Massachusetts is #1 again, but not in any way the state will celebrate. We have the highest health insurance premiums in the nation again, according to this annual report from the Commonwealth Fund. Massachusetts bounced back to the top again in 2011 after dropping to 9th place in 2010.
The report does not analyze why Massachusetts is back in first place, but notes that in general, health care costs are higher here because we have more generous benefits, our cost of living is higher overall, and our health care prices tend to be higher.
An important caveat: That high cost of living, and our higher incomes, need to be factored in. If you look at our premiums as a percentage of median household income, we’re actually on the low side: 18% compared to a national average of 22%. (See chart below.)
Still, this bump from 9th back to 1st is bad news. It’s also politically significant. Last year, hospitals and business leaders used this drop in health insurance costs (relative to the rest of the country) as proof that the market was working to curb health care spending. And, they argued, the drop to 9th place meant the state did not need to impose new controls. Leaders made this argument in the heat of legislative debate about what to include or leave out of the health care costs bill Governor Deval Patrick signed in August.

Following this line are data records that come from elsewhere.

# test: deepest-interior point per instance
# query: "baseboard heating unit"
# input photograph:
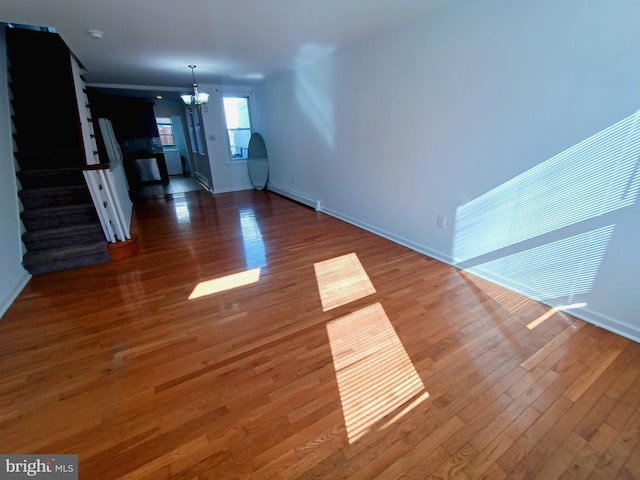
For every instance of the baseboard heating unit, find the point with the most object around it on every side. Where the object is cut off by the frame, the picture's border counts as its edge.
(310, 202)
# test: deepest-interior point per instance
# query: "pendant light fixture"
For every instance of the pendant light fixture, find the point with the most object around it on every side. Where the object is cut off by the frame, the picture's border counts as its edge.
(196, 99)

So what do those leaders say now?
It was unrealistic to assume that Massachusetts could maintain that kind of enormous progress each year, says Mike Widmer, president of the Massachusetts Taxpayers Foundation.
“The reality is that Massachusetst has made considerable progress in reining in the rate growth rate of health care costs,” adds Widmer. “But our challenge may be greater than we anticipated.”

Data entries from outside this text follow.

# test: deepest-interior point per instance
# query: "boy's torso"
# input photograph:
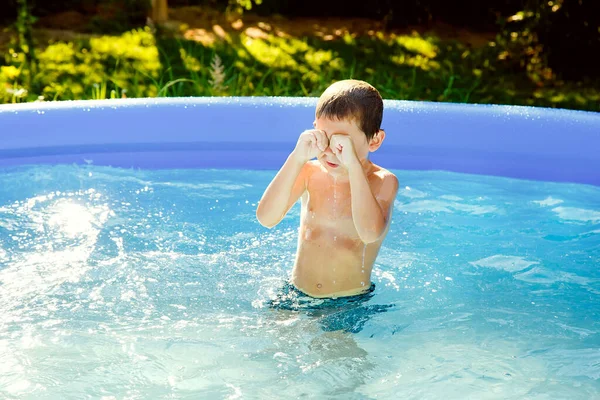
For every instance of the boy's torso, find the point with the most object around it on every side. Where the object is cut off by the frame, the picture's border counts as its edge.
(331, 259)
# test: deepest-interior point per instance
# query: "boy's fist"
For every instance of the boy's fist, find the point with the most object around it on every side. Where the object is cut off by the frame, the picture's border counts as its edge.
(310, 144)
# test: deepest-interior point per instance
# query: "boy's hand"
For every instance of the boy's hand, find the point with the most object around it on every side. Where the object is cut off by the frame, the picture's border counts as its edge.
(310, 144)
(342, 147)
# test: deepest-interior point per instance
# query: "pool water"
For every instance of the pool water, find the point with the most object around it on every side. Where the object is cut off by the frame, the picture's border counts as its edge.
(137, 284)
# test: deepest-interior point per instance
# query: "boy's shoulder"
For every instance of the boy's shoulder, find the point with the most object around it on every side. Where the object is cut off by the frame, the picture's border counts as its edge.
(382, 173)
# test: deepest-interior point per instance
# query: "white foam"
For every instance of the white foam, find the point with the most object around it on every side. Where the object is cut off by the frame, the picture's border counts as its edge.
(577, 214)
(506, 263)
(548, 202)
(443, 206)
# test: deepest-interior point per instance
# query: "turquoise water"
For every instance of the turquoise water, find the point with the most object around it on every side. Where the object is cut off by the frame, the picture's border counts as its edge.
(129, 284)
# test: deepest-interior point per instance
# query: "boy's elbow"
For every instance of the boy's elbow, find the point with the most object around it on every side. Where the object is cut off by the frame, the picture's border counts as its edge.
(372, 236)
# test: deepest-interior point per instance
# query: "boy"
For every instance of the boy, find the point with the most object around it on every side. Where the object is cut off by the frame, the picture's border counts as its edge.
(346, 199)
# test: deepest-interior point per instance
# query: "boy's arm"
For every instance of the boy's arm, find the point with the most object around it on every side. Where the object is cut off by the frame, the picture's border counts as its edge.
(290, 182)
(371, 212)
(282, 193)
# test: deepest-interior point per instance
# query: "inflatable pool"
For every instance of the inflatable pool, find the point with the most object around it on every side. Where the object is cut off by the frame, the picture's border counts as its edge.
(257, 133)
(132, 265)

And does the state need some of the tools that were left out of the new health care costs law now that the picture doesn’t look so optimistic?
No, says Widmer. The law still gives the state enormous latitude and tools to tackle rising health care costs. The key, says Widmer, will be getting the right data to clarify what’s really going on. “Where is the progress, where are the sticking points, and what can we do to help?”
Answering these questions will be up to the state’s new Health Policy Commission, which meets again next week.
More of the general overview from Kaiser Health News:
The price of commercial health insurance has risen five times faster than family incomes since 2003 even as the financial security it offers has shrunk, says a new Commonwealth Fund report that underscores how medicine is consuming bigger and bigger parts of the private economy. … The average total cost of family health insurance — employer and employees’ shares — hit $15,022 last year, up 62 percent since 2003, while the median family income rose only 11 percent during the same period, the report said. If that trend continues, premiums for family coverage will come close to $25,000 by 2020.